Faced with the question of whether the debtor’s tax debt based on a late-filed tax return was excepted from discharge, the circuit declined to reexamine its holding in Fahey where it applied the strict “one day late” rule, found the debtor waived his argument in support of an objective test that does not consider timing of filing, and instead, held the debtor’s late-filed tax return did not meet Beard’s subjective test for a “return.” In re Kriss, 21-1206 (1st Cir. Nov. 22, 2022). After the debtor failed to pay taxes for the years 1997 and 2000, the IRS conducted an independent assessment of his taxes, interest, and penalties from those years and concluded that he owed almost $80,000. Later, the debtor filed an IRS form 1040 relating to those years’ taxes. In 2012, the debtor filed for chapter 13 bankruptcy and obtained a discharge in 2017. The debtor and IRS then sought guidance from the bankruptcy court as to whether his tax liabilities were discharged along with his other debts. The bankruptcy court found the tax debts had not been discharged, and the district court affirmed. The debtor appealed to the First Circuit.
Section 523(a)(1)(B)(i)-(ii) excepts from discharge a tax liability: “with respect to which a return, or equivalent report or notice, if required—(i) was not filed or given; or (ii) was filed or given after the date on which such return, report, or notice was last due, under applicable law or under any extension, and after two years before the date of the filing of the petition.”
In an effort to clarify this exception to discharge, Congress in 2005, hung a paragraph at the end of section 523(a) defining a “return” as “a return that satisfies the requirements of applicable nonbankruptcy law (including applicable filing requirements). Such term includes a return prepared pursuant to section 6020(a) of the Internal Revenue Code of 1986, or similar State or local law, . . . but does not include a return made pursuant to section 6020(b) of the Internal Revenue Code of 1986, or a similar State or local law.”
In In re Fahey, 779 F.3d 1 (1st Cir. 2015), the First Circuit dealt with an issue similar to the one here. In that case, the debtor sought to discharge a state tax debt after he had filed his state tax return late. The court found the nonbankruptcy “applicable filing requirements” referred to state filing laws which set a specified filing date for returns. Because the debtor failed to meet that deadline, his purported return did not fall under the definition of “return” set forth in the hanging paragraph to section 523(a).
The debtor here argued that the court should reject the inflexible “one day rule” applied in Fahey in favor of the objective test set forth in In re Colsen, 446 F.3d 836 (8th Cir. 2006). The Colsen court held that to be a “return” within the meaning of section 523(a), a return need only fulfill the requirements of the form itself without regard to extraneous factors like the deadline for filing.

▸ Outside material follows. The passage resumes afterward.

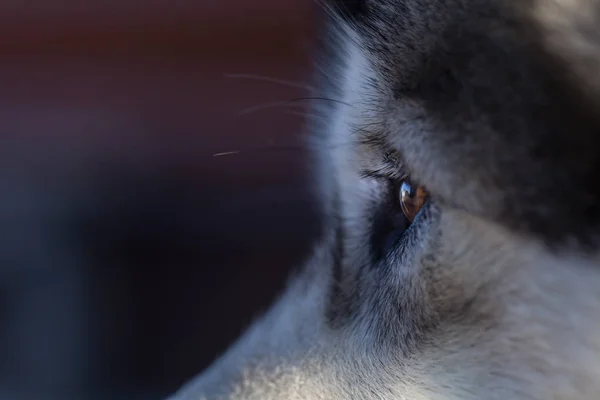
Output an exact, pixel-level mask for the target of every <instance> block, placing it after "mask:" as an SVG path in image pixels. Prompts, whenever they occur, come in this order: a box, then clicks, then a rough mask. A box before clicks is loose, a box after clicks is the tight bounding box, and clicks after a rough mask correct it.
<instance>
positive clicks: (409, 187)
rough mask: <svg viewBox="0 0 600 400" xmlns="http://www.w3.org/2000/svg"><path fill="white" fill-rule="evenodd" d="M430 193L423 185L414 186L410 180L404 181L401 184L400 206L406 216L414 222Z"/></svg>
mask: <svg viewBox="0 0 600 400" xmlns="http://www.w3.org/2000/svg"><path fill="white" fill-rule="evenodd" d="M427 196H428V193H427V191H426V190H425V188H423V187H422V186H414V185H413V184H411V183H410V182H409V181H404V182H402V185H401V186H400V206H401V207H402V212H403V213H404V216H405V217H406V218H407V219H408V220H409V221H410V222H413V220H414V219H415V217H416V216H417V214H418V213H419V211H420V210H421V207H423V204H425V200H427Z"/></svg>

The court found it did not have to consider the “cogent arguments well-marshalled” by the debtor in favor of rethinking Fahey, because the debtor’s argument that his return qualified as a “return” within the meaning of section 523(a)(*) failed without regard to the continued validity of Fahey.

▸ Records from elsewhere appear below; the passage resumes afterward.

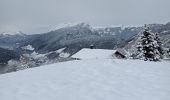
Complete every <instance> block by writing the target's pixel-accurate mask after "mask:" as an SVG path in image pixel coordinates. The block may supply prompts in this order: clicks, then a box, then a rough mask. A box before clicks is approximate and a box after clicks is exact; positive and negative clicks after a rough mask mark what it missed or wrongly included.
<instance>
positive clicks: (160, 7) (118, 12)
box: [0, 0, 170, 33]
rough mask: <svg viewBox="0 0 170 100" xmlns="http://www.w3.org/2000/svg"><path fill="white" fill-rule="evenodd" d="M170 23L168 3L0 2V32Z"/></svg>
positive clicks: (110, 0) (11, 1)
mask: <svg viewBox="0 0 170 100" xmlns="http://www.w3.org/2000/svg"><path fill="white" fill-rule="evenodd" d="M168 21H170V0H0V32H5V31H22V32H26V33H39V32H46V31H48V30H50V29H52V28H54V27H55V26H57V25H59V24H62V23H74V22H86V23H89V24H91V25H92V26H111V25H143V24H147V23H166V22H168Z"/></svg>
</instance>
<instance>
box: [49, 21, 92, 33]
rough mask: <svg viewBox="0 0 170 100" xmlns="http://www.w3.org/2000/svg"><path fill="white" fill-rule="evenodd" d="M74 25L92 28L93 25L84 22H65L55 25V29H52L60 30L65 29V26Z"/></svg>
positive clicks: (54, 28)
mask: <svg viewBox="0 0 170 100" xmlns="http://www.w3.org/2000/svg"><path fill="white" fill-rule="evenodd" d="M72 27H74V28H75V27H77V28H90V29H92V27H91V26H90V25H89V24H87V23H84V22H79V23H63V24H59V25H58V26H57V27H55V28H54V29H52V30H53V31H55V30H59V29H63V28H72Z"/></svg>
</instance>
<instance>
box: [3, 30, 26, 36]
mask: <svg viewBox="0 0 170 100" xmlns="http://www.w3.org/2000/svg"><path fill="white" fill-rule="evenodd" d="M0 35H2V36H12V35H20V36H22V35H25V34H24V33H22V32H21V31H18V32H3V33H1V34H0Z"/></svg>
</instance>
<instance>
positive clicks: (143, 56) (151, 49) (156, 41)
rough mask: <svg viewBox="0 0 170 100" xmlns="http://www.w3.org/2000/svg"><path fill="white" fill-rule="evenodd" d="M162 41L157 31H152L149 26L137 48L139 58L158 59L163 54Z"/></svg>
mask: <svg viewBox="0 0 170 100" xmlns="http://www.w3.org/2000/svg"><path fill="white" fill-rule="evenodd" d="M161 45H162V43H161V41H160V38H159V36H158V34H157V33H152V32H151V31H150V30H149V27H146V25H145V29H144V31H143V32H142V34H141V36H140V39H139V42H138V44H137V46H136V48H137V51H138V53H137V58H143V59H144V60H145V61H146V60H149V61H158V60H159V59H160V58H161V57H162V56H161V55H162V54H163V51H162V47H161Z"/></svg>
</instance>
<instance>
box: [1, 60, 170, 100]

Nor did the court have to decide whether the Eighth Circuit’s objective test was a more fitting approach, because it found the debtor waived that argument by failing to rely on it in the bankruptcy court.
Instead, the debtor relied on the subjective four-part test set forth in Beard v. Comm’r, 82 T.C. 766 (1984), aff’d, 793 F.2d 139 (6th Cir. 1986). Specifically, the debtor argued in the bankruptcy court that his return met all the requirements of the Beard test including the fourth requirement that the purported return represented an honest and reasonable attempt to satisfy the requirements of the tax law.
Having limited the debtor to the arguments he made before the bankruptcy court, the court here found the debtor failed to show that his failure to file a timely return was justified under Beard’s “honest and reasonable” standard. The court rejected his assertion that he relied on his wife’s representation that she had filed the returns, finding that the debtor did not dispute that he and his wife filed separate returns. In addition, the court found no excuse for the debtor’s having ignored notices from the IRS that his returns had not been filed.
The court affirmed, leaving for another day the question of whether it would be willing to reexamine its holding in Fahey, and, if so, whether it would settle on the objective Colsen approach, or return to the pre-BAPCPA Beard test. The court also left open the question posed by the IRS of whether a return filed by the IRS based on its own assessment and without participation of the tax debtor can ever be a “return” for exception-to-discharge purposes.